Malgré ses échecs répétés sur le plan diplomatique, on recommence à dire d’une certaine façon et sur un certain ton: “La France”. Ceux qui naguère se réjouissaient de ses malheurs, s’inquiètent maintenant de sa force diminuée. Derrière les minorités triomphantes, il y a les peuples, ces masses d’ouvriers, de paysans, d’étudiants, de professeurs dont la vraie pensée est inconnue. Certes, nous leur donnons trop de raisons de douter de notre sagesse, mais c’est pour eux-mêmes qu’ils tremblent lorsqu’ils tremblent pour nous.
Ce serait assez qu’il n’y eût que le sort de la France engagé, pour que la partie qui se joue tînt tous les Français en état d’alerte et d’éveil; mais des millions d’hommes, qui ne croient plus à notre sagesse, croient encore à l’idéal humain qui s’incarne en nous. Dans notre humble sphère, nous en avons chaque jour des preuves nous, les écrivains français, et depuis cette année surtout.
Lisant ce matin, dans le Figaro, l’article de Claudel sur Philippe Berthelot, ce que j’éprouvais ressemblait bien à de l’orgueil.

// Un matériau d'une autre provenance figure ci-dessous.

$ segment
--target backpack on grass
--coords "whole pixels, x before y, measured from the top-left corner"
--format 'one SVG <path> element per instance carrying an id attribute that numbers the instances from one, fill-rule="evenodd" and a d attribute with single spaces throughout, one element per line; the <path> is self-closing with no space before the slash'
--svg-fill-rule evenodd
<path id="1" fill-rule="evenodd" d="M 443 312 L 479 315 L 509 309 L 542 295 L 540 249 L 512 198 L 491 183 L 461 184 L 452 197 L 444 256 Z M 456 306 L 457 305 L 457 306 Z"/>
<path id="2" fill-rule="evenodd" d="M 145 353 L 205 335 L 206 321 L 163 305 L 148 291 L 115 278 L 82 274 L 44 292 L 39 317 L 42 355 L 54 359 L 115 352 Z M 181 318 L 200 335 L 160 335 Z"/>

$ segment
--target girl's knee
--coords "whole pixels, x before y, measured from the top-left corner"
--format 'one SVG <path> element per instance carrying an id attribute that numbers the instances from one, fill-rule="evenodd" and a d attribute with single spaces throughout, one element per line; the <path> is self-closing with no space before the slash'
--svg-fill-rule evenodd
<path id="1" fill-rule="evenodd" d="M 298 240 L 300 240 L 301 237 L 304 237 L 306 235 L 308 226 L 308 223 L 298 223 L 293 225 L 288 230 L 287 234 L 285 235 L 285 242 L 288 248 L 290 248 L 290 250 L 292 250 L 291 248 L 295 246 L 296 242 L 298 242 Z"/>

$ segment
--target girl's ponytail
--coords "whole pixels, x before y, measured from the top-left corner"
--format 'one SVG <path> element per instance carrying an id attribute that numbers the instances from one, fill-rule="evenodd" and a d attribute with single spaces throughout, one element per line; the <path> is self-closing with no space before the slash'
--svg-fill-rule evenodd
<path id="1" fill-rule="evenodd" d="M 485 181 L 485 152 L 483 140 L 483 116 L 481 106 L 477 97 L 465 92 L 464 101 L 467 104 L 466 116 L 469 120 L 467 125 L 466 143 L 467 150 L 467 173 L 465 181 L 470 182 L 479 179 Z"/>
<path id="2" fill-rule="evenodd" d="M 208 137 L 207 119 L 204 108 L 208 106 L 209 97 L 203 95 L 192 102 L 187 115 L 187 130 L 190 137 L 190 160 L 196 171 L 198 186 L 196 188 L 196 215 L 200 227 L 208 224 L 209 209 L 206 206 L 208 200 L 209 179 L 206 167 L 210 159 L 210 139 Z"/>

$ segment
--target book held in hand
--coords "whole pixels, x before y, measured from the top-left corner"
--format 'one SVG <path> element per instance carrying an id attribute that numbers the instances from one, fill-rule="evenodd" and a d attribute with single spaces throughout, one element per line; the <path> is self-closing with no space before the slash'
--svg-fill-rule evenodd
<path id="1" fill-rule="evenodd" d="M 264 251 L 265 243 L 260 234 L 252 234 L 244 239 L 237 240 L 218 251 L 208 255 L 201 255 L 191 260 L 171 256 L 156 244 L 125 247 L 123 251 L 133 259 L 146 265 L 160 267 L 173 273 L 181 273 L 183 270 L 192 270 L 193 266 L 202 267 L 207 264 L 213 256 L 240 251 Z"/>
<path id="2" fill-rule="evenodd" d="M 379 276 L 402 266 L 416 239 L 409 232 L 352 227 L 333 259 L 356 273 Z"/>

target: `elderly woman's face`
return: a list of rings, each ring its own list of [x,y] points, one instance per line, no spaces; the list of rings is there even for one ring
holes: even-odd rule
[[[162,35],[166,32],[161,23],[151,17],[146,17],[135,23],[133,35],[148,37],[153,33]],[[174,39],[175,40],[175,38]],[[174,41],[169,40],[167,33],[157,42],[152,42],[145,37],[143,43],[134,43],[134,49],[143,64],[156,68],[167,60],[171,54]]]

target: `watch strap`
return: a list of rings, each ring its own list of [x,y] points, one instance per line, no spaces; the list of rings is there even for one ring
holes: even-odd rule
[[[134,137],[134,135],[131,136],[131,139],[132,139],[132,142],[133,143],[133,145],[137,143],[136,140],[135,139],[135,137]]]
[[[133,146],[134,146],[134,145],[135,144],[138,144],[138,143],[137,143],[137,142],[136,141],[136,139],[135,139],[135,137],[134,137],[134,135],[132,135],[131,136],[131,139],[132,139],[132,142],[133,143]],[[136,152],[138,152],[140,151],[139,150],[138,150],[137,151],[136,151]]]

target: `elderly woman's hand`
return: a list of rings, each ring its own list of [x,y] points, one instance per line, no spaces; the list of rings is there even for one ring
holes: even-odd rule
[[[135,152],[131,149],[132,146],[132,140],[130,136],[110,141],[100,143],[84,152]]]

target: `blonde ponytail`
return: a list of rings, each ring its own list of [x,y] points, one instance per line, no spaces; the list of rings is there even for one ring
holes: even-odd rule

Cette prose nourrie de tous les sentiments et de toutes les pensées que l’amitié et la foi inspirent à un grand poète paraissait là, dans ce quotidien, comme un article ordinaire, courant: nous sommes assez riches, nous n’y regardons pas de si près.
Mais la littérature a une valeur de signe. Elle témoigne de la vie intérieure d’un peuple. Où en est la littérature allemande? la littérature italienne? Je ne dis pas qu’elles n’existent plus. Mais vivent-elles comme la nôtre? Répondent-elles, comme la nôtre, à une aspiration universelle?
En 1937, nous avons perdu sur tout le front diplomatique. Mais il y a des gains invisibles, des victoires secrètes dont l’effet n’apparaît pas d’abord. Et c’est notre gloire et c’est notre force que les gouvernements ne se puissent dresser contre nous sans atteindre, sans blesser le cœur même de leurs peuples.